The U.S. Department of Energy awarded UCF mechanical and aerospace engineering assistant professor Subith Vasu $1.1 million to investigate using supercritical CO2 (sCO2), a fluid state of carbon dioxide, instead of steam in power plants.

Graduate researcher Owen Pryor, 25, said that there were nine projects in total and both Georgia Tech, the only other university awarded in the nation, wrote proposals on sCO2 although both universities are performing different projects.


Pryor said that supercritical steam is used in nuclear power plants but is being looked into being replaced since it is both corrosive and hard to compress. The theoretical idea is that with CO2 it would only take four stages to compress versus 55 it takes steam to compress.

“We use a shock wave to compress chemicals and then, in fuels for examples, if you do this right, their temperature and pressure high enough, then they start to break down and turn into different chemicals and basically you get ignition like fire and combustion. It’s all just chemical reactions so we use this to study chemical reactions,” explained 22-year-old graduate researcher, Joseph Lopez about how shock tubes work.
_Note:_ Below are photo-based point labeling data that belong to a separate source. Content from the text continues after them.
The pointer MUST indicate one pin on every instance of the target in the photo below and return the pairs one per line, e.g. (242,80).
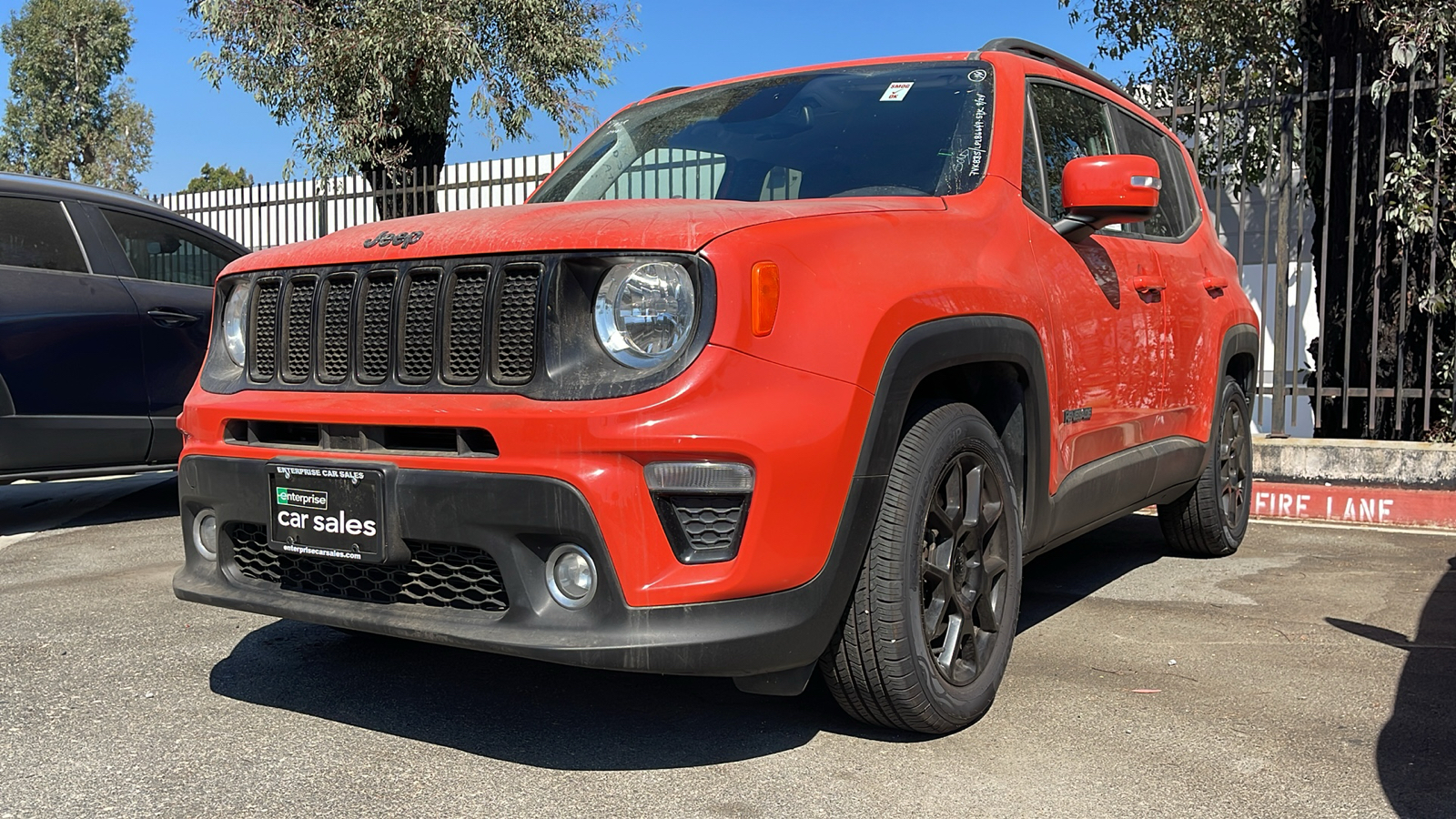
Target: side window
(38,234)
(162,251)
(1171,217)
(1070,124)
(1031,188)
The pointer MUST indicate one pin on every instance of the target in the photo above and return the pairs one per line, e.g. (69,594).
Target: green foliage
(220,178)
(69,114)
(370,84)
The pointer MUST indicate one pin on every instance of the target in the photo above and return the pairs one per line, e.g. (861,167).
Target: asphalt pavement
(1312,673)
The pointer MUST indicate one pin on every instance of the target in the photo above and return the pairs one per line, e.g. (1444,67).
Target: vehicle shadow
(565,717)
(1416,753)
(56,504)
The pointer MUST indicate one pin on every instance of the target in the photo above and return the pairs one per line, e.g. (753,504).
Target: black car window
(885,130)
(162,251)
(1031,167)
(38,234)
(1171,217)
(1072,124)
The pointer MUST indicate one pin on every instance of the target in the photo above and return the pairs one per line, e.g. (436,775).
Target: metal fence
(280,213)
(1298,169)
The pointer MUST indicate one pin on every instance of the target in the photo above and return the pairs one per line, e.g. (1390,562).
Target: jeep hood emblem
(400,239)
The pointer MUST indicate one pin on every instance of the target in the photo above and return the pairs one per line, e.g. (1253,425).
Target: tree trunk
(410,189)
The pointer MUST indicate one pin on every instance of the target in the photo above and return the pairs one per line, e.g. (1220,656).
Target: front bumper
(517,521)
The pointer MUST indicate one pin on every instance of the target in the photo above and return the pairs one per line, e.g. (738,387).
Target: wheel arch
(994,363)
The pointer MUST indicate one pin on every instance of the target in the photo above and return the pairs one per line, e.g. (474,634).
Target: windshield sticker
(895,92)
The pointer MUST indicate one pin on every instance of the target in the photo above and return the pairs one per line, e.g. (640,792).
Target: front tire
(1212,518)
(929,630)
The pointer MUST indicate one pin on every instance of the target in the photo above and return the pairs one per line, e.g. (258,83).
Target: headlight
(235,318)
(645,312)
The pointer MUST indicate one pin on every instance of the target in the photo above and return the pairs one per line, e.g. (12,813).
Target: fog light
(204,533)
(571,577)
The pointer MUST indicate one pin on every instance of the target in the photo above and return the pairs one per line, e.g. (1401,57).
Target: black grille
(465,327)
(703,528)
(417,360)
(516,325)
(402,325)
(298,329)
(266,329)
(339,310)
(439,574)
(375,329)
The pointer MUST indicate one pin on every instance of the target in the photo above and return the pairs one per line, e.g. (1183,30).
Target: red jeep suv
(776,373)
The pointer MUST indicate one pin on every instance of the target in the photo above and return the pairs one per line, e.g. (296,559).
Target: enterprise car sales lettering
(339,523)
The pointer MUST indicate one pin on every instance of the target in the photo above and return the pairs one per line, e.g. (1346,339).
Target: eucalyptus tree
(70,113)
(371,85)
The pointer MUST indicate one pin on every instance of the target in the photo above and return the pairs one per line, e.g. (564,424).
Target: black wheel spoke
(951,647)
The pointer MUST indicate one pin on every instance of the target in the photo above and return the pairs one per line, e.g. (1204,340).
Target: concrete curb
(1356,462)
(1354,481)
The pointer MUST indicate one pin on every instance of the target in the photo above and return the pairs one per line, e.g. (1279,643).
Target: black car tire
(929,561)
(1210,519)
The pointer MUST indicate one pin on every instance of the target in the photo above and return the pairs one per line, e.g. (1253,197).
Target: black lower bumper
(519,521)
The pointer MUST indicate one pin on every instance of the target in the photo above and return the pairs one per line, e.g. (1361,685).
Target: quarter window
(1031,167)
(1070,124)
(162,251)
(38,234)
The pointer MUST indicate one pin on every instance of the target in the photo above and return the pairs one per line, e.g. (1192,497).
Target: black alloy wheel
(963,579)
(931,624)
(1210,519)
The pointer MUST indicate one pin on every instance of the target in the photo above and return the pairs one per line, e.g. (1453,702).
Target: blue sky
(681,44)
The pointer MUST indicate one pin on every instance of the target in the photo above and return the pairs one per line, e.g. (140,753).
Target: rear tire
(1212,518)
(929,629)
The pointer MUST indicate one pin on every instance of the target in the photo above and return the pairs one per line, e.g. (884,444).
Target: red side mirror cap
(1107,189)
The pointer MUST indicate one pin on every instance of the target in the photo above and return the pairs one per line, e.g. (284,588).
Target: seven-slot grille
(412,325)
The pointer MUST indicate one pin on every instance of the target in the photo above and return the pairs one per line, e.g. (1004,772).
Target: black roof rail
(1026,48)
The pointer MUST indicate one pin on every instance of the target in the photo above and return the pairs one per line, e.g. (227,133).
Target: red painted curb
(1354,504)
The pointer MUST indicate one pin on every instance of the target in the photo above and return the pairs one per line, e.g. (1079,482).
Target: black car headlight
(645,312)
(235,322)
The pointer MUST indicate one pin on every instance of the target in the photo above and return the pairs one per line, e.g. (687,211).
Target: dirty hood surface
(635,225)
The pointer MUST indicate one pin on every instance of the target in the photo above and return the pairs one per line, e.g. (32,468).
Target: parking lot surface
(1312,673)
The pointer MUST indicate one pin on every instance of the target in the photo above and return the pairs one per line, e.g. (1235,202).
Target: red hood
(641,225)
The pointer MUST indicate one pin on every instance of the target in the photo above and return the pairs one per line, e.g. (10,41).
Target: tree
(220,178)
(1263,48)
(370,85)
(69,114)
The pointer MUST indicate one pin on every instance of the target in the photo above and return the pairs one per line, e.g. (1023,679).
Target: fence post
(1281,273)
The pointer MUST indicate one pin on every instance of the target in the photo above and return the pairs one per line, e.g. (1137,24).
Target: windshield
(900,130)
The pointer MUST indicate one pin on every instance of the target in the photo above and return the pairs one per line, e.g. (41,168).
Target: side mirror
(1107,189)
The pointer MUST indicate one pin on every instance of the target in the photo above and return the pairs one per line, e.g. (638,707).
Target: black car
(106,305)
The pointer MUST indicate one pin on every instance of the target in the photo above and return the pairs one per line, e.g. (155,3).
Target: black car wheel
(1212,518)
(929,630)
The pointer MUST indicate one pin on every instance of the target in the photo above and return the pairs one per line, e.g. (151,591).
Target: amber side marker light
(764,283)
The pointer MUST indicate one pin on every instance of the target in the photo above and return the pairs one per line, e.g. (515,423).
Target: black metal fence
(1321,181)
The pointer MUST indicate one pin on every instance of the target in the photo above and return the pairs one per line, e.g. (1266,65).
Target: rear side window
(1070,126)
(1172,216)
(162,251)
(38,234)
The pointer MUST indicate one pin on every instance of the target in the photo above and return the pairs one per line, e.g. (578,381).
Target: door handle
(1149,285)
(171,318)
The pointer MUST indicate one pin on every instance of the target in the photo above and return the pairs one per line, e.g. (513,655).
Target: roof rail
(1028,48)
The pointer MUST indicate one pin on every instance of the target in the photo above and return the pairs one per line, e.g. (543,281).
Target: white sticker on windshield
(895,92)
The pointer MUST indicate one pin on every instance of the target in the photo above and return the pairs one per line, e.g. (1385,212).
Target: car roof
(26,184)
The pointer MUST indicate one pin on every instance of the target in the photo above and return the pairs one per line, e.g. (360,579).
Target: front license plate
(331,511)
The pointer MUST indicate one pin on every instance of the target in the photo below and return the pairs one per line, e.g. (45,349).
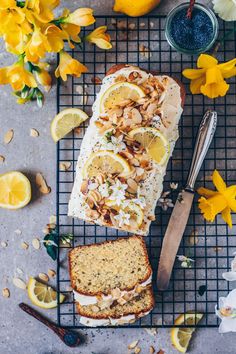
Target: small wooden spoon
(70,338)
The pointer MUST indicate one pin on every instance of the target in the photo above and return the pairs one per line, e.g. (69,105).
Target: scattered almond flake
(8,136)
(19,271)
(96,80)
(43,277)
(34,133)
(173,185)
(151,331)
(51,273)
(4,244)
(193,239)
(77,130)
(64,165)
(151,350)
(5,292)
(19,283)
(24,245)
(36,243)
(218,249)
(42,184)
(133,344)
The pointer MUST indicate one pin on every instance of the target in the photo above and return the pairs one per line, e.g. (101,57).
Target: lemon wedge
(119,92)
(15,190)
(136,213)
(153,141)
(65,121)
(43,295)
(105,162)
(180,336)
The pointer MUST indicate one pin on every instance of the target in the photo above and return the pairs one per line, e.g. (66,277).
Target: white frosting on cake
(152,187)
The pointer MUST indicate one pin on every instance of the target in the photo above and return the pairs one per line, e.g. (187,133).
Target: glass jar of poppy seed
(193,35)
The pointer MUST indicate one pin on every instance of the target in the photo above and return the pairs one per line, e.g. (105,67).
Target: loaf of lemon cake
(126,148)
(118,314)
(110,271)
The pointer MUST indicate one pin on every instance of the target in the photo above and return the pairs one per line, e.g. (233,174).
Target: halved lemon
(105,162)
(15,190)
(136,213)
(153,141)
(43,295)
(180,336)
(65,121)
(119,92)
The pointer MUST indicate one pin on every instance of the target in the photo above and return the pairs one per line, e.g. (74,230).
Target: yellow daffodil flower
(17,76)
(209,78)
(42,9)
(223,200)
(81,17)
(69,66)
(100,38)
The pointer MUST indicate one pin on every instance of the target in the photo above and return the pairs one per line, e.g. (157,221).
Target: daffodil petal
(218,182)
(206,61)
(193,73)
(206,192)
(226,216)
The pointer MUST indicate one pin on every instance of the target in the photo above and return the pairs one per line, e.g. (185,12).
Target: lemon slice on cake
(180,336)
(15,190)
(119,92)
(105,162)
(65,121)
(43,295)
(153,141)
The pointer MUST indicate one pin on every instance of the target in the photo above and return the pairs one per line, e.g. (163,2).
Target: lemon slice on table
(65,121)
(153,141)
(105,162)
(136,213)
(43,295)
(180,336)
(15,190)
(119,92)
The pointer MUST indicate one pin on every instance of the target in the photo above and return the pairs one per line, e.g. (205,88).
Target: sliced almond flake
(43,277)
(19,271)
(34,133)
(51,273)
(36,243)
(151,350)
(8,136)
(133,344)
(19,283)
(5,292)
(4,244)
(64,165)
(24,245)
(42,184)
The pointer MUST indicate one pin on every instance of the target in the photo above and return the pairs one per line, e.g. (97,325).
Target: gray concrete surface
(19,333)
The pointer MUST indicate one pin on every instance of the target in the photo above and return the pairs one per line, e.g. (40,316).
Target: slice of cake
(118,314)
(110,271)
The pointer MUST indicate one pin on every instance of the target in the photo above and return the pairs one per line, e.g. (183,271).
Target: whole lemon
(135,8)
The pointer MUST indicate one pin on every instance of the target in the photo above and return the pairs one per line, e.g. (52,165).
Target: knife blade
(182,208)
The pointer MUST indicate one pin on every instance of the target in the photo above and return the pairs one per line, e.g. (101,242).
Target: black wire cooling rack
(141,41)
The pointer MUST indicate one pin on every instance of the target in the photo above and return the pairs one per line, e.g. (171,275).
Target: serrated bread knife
(181,211)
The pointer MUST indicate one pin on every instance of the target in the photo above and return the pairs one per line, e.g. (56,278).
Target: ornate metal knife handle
(205,134)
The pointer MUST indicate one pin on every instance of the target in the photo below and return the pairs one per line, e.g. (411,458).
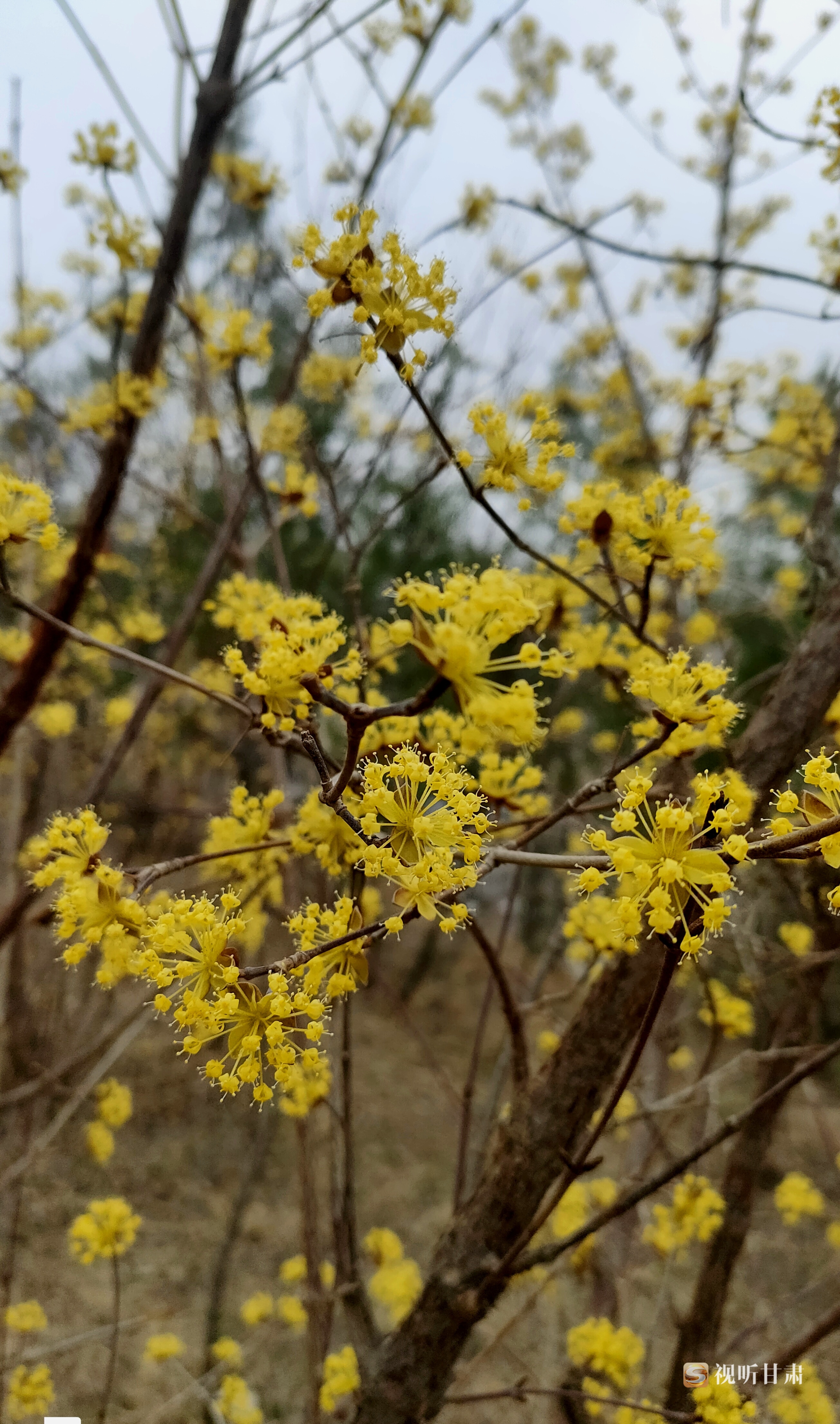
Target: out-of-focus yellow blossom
(228,1351)
(237,335)
(166,1346)
(720,1403)
(695,1214)
(15,644)
(26,512)
(55,720)
(456,629)
(111,401)
(807,1403)
(12,174)
(797,1197)
(292,1312)
(245,181)
(598,1345)
(114,1103)
(257,1309)
(284,431)
(341,1378)
(325,377)
(798,938)
(297,639)
(28,1315)
(237,1403)
(344,967)
(143,626)
(100,1141)
(31,1392)
(513,462)
(104,1231)
(655,856)
(396,1284)
(100,149)
(731,1015)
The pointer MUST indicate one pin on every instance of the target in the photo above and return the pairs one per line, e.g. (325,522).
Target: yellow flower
(730,1013)
(113,1103)
(26,512)
(245,181)
(100,1141)
(663,869)
(598,1345)
(28,1315)
(106,1229)
(237,1403)
(163,1348)
(341,1378)
(695,1214)
(99,149)
(456,629)
(31,1392)
(55,720)
(257,1309)
(797,1197)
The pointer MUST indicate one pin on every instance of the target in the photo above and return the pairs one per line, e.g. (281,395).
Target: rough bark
(415,1365)
(213,106)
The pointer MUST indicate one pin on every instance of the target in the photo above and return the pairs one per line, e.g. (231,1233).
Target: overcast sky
(63,92)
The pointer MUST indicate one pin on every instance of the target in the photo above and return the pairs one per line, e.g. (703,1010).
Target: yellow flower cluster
(720,1403)
(295,639)
(113,1111)
(613,1352)
(26,512)
(104,1231)
(731,1015)
(257,876)
(28,1315)
(245,181)
(688,696)
(31,1392)
(237,1403)
(456,629)
(798,1197)
(663,524)
(805,1403)
(111,401)
(695,1214)
(396,1284)
(660,866)
(509,462)
(347,965)
(100,149)
(341,1378)
(428,815)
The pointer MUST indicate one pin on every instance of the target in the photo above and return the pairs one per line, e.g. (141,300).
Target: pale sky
(419,191)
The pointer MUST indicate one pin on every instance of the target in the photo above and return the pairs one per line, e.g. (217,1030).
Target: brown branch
(509,1005)
(214,103)
(544,1255)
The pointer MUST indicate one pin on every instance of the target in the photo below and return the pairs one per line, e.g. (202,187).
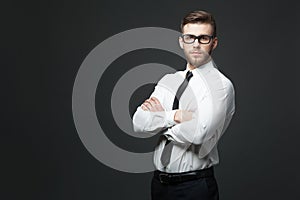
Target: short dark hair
(199,16)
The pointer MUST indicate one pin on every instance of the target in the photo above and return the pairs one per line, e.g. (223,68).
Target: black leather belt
(173,178)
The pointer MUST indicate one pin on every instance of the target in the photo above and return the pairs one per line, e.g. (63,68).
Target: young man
(190,109)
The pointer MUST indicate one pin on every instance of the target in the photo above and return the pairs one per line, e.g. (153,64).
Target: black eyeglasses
(202,39)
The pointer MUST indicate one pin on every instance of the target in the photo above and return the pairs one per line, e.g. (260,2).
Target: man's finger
(155,100)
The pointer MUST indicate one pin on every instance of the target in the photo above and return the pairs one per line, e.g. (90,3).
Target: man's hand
(152,105)
(182,116)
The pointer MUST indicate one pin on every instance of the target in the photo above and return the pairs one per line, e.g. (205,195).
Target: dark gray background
(43,45)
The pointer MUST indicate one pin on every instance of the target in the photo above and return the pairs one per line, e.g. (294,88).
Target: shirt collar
(203,68)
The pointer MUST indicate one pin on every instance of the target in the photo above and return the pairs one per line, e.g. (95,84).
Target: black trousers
(199,189)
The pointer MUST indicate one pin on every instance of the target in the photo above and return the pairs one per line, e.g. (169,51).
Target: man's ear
(180,42)
(215,43)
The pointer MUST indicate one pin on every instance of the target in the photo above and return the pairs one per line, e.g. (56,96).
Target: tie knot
(188,75)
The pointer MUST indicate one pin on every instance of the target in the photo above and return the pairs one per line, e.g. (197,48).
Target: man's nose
(196,43)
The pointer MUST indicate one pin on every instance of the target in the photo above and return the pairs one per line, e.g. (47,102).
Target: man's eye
(204,38)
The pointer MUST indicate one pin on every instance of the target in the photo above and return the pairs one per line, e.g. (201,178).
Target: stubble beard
(195,62)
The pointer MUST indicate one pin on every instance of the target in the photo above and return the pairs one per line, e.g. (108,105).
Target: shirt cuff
(170,118)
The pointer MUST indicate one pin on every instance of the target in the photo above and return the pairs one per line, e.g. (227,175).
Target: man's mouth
(195,53)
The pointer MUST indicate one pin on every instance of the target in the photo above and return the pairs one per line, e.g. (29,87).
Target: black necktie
(166,154)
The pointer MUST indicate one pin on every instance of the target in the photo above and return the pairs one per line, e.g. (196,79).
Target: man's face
(196,53)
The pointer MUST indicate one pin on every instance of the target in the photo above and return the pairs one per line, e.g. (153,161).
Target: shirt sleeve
(209,121)
(154,122)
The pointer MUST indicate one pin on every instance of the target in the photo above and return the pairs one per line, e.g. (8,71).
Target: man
(190,109)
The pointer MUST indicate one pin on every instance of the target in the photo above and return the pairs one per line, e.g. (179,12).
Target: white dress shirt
(210,96)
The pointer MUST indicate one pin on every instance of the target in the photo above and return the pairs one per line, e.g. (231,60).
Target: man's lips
(195,53)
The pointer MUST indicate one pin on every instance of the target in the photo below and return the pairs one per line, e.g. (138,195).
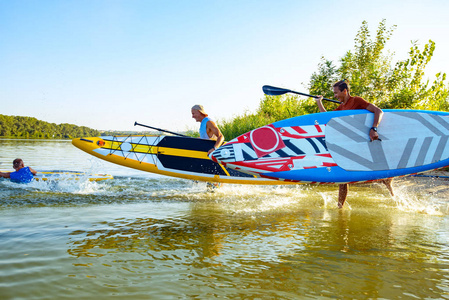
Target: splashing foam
(423,196)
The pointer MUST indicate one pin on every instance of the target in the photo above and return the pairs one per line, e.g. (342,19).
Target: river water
(144,236)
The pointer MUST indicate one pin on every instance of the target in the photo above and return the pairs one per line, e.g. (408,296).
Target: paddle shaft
(275,91)
(159,129)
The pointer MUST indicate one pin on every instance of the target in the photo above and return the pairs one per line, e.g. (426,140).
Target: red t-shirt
(354,103)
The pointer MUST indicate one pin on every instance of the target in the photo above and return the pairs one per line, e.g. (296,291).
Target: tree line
(370,71)
(32,128)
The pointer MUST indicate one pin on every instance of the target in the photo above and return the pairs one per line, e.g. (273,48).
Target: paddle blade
(274,91)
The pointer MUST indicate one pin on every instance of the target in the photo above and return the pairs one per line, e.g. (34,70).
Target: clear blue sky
(105,64)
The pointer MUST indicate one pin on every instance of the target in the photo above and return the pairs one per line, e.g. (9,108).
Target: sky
(106,64)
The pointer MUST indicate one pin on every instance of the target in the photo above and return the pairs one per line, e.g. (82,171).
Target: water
(144,236)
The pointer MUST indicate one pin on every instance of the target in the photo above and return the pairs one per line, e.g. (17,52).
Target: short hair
(342,85)
(17,162)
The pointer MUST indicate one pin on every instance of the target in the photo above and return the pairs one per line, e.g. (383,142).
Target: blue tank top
(203,129)
(24,175)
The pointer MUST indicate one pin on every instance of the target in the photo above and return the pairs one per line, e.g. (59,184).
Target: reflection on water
(145,237)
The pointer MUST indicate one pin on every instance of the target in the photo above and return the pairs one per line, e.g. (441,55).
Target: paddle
(274,91)
(163,130)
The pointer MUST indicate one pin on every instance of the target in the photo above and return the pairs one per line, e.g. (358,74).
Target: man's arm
(319,102)
(378,114)
(4,175)
(212,130)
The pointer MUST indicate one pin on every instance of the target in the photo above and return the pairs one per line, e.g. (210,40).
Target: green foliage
(271,109)
(32,128)
(371,75)
(368,68)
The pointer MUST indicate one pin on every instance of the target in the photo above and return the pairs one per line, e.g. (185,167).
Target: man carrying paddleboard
(341,92)
(208,128)
(22,174)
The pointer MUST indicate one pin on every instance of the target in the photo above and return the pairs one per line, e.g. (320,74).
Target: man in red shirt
(341,92)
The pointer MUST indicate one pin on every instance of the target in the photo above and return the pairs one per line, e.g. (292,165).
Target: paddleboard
(334,147)
(176,156)
(68,175)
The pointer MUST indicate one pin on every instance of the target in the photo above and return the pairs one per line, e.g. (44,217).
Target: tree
(371,75)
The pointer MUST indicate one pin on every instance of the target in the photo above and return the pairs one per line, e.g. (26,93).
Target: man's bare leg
(342,193)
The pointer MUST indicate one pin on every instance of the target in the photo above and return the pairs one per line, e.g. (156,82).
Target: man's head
(341,89)
(198,112)
(17,164)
The shock waves sent through the tube are like a single piston stroke compressing the chemicals. With the information they collect from different chemical reactions, they record concentrations over time of different species. Pryor said the mechanism they are creating will simulate the chemical reactions that occur using two species and ignition delay times to validate the mechanism.

“The goal by the end of the project is to have a validated chemical kinetic mechanism that can be implemented in an open source CFD code. A chemical kinetic mechanism is a tool that allows people to simulate the reactions to help understand what is produced during combustion, temperatures and pressures,” Pryor explained. “The mechanism will then be added to a computer code to simulate the sCO2 combustor. Possible preliminary designs of combustors will be created.

Vasu said they aim to help industries develop technologies to use CO2 as a working fluid which can be stored underground and enable using less water which is scarce in certain areas of the nation. Florida is a leading state when it comes to power generation industry and many major gas turbine companies, including Mitsubishi and Siemens. The gas turbine companies work with UCF’s Center for Advanced Turbomachinery and Energy Research (CATER) which is headed by Prof. Jayanta Kapat from the Mechanical and Aerospace Engineering Department. Prof. Vasu is a core member of CATER.

The project will take three years to perform in continuation with other projects being performed in Vasu labs.

The $1.1 Million grant covers costs such as paying for graduate students working on the project but does not pay for permanent improvements such as new facilities or buildings.